Under the resolution, graduates would need to meet all of their jurisdictions’ other attorney admissions requirements, other than passing a bar exam. They would be subject to the same attorney discipline rules as licensed lawyers.
Also, a lawyer with an active law license must confirm in writing to the jurisdiction’s attorney licensing agency that he or she is supervising the recent graduate. Additionally, the relationship must be clearly disclosed to clients, in court filings and for administrative matters.

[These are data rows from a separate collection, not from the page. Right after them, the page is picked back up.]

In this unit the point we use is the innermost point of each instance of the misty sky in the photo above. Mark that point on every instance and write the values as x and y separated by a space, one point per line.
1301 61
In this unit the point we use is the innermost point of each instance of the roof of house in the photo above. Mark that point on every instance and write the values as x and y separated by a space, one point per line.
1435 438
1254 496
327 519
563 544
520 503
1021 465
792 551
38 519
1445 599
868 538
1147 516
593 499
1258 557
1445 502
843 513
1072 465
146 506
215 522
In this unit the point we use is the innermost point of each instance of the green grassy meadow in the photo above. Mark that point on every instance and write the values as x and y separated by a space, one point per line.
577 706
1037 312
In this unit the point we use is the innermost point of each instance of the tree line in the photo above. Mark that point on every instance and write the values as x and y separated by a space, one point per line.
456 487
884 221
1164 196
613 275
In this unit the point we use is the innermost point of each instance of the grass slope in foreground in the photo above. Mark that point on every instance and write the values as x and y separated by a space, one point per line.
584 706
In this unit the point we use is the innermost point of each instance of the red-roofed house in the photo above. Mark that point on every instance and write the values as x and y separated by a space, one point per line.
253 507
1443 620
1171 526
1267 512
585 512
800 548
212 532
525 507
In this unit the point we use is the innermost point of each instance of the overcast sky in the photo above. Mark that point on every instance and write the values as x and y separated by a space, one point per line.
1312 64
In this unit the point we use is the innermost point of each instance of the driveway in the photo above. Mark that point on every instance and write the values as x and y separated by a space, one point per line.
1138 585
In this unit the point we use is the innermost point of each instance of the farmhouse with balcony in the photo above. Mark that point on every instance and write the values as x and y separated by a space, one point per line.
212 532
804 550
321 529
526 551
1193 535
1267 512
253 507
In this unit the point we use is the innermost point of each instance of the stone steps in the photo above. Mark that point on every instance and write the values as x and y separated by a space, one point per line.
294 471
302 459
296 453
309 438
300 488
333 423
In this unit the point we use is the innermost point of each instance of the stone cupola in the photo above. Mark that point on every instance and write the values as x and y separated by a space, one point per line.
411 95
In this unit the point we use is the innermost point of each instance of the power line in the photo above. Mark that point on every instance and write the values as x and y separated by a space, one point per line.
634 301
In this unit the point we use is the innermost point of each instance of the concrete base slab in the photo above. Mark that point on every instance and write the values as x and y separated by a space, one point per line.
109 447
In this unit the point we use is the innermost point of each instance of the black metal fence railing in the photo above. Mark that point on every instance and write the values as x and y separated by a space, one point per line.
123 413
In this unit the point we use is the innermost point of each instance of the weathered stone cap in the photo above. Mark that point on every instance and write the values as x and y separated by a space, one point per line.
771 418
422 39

At least 16 states already allow recent law school graduates to engage in limited practice before passing a bar exam, according to a January 2020 Arizona Supreme Court petition filed by a state task force on legal services delivery. The resolution states that Arizona and Tennessee state supreme courts recently adopted emergency rules similar to what it proposes. New Jersey did this as well, on April 6.
Also, on Wednesday afternoon, the Indiana Supreme Court issued an order allowing anyone who graduated after November 2019 was has not sat for a bar exam to serve as a graduate legal intern until Feb. 28, 2021. The order also states that it is unclear whether the Indiana bar exam will take place in 2020.
There may not be enough attorneys interested in supervising new graduates, Board of Governors member Mark Alcott, who is of counsel at Paul Weiss in New York City, said at the Tuesday meeting. Patricia Lee Refo, president-elect of the ABA and leader of the working group, acknowledged the concern.
“A number of law schools are already thinking about this issue. They are very interested in talking to us about deploying some kind of legal corps for those who can’t go into big firms and don’t have other jobs. They’re trying to figure out if the law school could provide some money and health benefits, and supervising attorneys for their graduates,” Refo said.
Updated April 9 at 9:24 a.m. to reference the Harvard Law Review Blog writing.